OCT 15, 2007
The authors of a recent study in Retina nicely present the in vitro effects of a plasma polymerized N-isopropyl acrylamide (pNIPAM) coating for thermally controllable adhesion to retinal tissue.
I found this article of high interest because it presents a substance that will allow for more widespread use of devices within the eye. It may allow us to bridge the gap between "science fiction" and reality. The potential applications are protean – biomimetic devices, drug delivery.
Researchers used polyimide (50 [mu]m), parylene C [poly(monochloro-p-xylylene)] (20 [mu]m), and poly(dimethyl siloxane) (PDMS) (200 [mu]m) coated with pNIPAM as implant materials to test retinal adhesion in enucleated pig eyes.
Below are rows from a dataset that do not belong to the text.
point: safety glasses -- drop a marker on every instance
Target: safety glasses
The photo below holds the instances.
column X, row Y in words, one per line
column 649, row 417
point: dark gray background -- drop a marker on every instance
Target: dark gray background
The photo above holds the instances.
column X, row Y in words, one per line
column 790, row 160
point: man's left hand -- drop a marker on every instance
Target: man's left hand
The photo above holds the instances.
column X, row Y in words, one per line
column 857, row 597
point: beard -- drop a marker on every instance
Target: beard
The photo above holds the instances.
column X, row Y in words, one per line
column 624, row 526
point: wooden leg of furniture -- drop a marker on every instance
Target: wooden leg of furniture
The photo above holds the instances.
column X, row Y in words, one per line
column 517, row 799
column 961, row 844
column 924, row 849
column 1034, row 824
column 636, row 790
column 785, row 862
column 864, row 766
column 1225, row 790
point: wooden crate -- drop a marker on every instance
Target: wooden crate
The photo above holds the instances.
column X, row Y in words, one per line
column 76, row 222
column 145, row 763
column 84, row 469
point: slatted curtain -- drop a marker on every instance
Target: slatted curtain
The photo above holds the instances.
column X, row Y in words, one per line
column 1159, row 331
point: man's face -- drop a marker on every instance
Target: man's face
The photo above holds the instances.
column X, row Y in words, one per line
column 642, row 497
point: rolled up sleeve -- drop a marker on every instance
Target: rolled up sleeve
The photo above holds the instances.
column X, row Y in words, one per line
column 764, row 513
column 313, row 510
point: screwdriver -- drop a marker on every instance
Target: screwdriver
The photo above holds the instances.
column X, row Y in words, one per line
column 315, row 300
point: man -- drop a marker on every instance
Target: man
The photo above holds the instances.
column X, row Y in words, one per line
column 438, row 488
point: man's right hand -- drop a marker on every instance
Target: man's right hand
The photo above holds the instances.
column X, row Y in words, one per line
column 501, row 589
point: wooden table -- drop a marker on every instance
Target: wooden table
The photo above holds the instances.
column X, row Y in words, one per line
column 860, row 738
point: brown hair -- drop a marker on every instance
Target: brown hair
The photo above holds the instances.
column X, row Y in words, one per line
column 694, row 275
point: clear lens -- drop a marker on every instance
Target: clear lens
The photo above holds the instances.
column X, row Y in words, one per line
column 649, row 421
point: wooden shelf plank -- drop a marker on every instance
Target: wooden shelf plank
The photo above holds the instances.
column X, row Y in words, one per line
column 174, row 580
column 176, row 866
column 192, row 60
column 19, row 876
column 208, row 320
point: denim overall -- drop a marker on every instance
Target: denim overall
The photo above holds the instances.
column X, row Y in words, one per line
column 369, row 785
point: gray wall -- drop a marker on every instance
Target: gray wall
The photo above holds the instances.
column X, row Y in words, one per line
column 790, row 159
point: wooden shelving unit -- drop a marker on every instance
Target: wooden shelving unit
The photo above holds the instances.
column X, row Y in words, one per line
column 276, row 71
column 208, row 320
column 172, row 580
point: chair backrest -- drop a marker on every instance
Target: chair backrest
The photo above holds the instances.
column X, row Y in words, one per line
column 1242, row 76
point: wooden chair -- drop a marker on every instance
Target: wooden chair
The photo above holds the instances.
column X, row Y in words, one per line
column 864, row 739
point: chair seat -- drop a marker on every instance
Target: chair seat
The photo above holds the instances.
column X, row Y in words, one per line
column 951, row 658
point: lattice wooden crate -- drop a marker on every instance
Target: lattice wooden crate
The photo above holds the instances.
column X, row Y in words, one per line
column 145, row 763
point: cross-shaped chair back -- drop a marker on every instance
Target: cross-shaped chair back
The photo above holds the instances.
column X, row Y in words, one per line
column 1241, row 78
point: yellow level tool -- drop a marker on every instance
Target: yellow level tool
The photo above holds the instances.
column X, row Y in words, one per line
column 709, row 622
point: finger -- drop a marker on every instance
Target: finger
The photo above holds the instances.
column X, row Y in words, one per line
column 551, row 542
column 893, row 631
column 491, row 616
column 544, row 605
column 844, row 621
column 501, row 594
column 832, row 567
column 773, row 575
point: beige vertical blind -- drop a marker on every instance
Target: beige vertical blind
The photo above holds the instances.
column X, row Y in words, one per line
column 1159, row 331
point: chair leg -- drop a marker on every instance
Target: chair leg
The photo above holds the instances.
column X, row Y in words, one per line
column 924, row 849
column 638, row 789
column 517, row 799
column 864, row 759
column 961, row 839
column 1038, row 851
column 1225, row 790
Following preparation of the implant materials and retina, the authors held the implants over the retinal tissue at 22 C and gradually increased the temperature of the water bath within 15 minutes. While increasing the temperature, the authors monitored the adhesion with the retina and pNIPAM coated implant. The authors measured the adhesive force by a traction test using a suture attached to the implant and a strain gauge. Then the authors checked the reversibility of the adhesion by lowering the temperature of the water bath.
They conclude that pNIPAM provides effective in vitro retinal adhesion between 32 C and 38 C, and that this adhesion is completely reversible by lowering the temperature of the physiologic medium.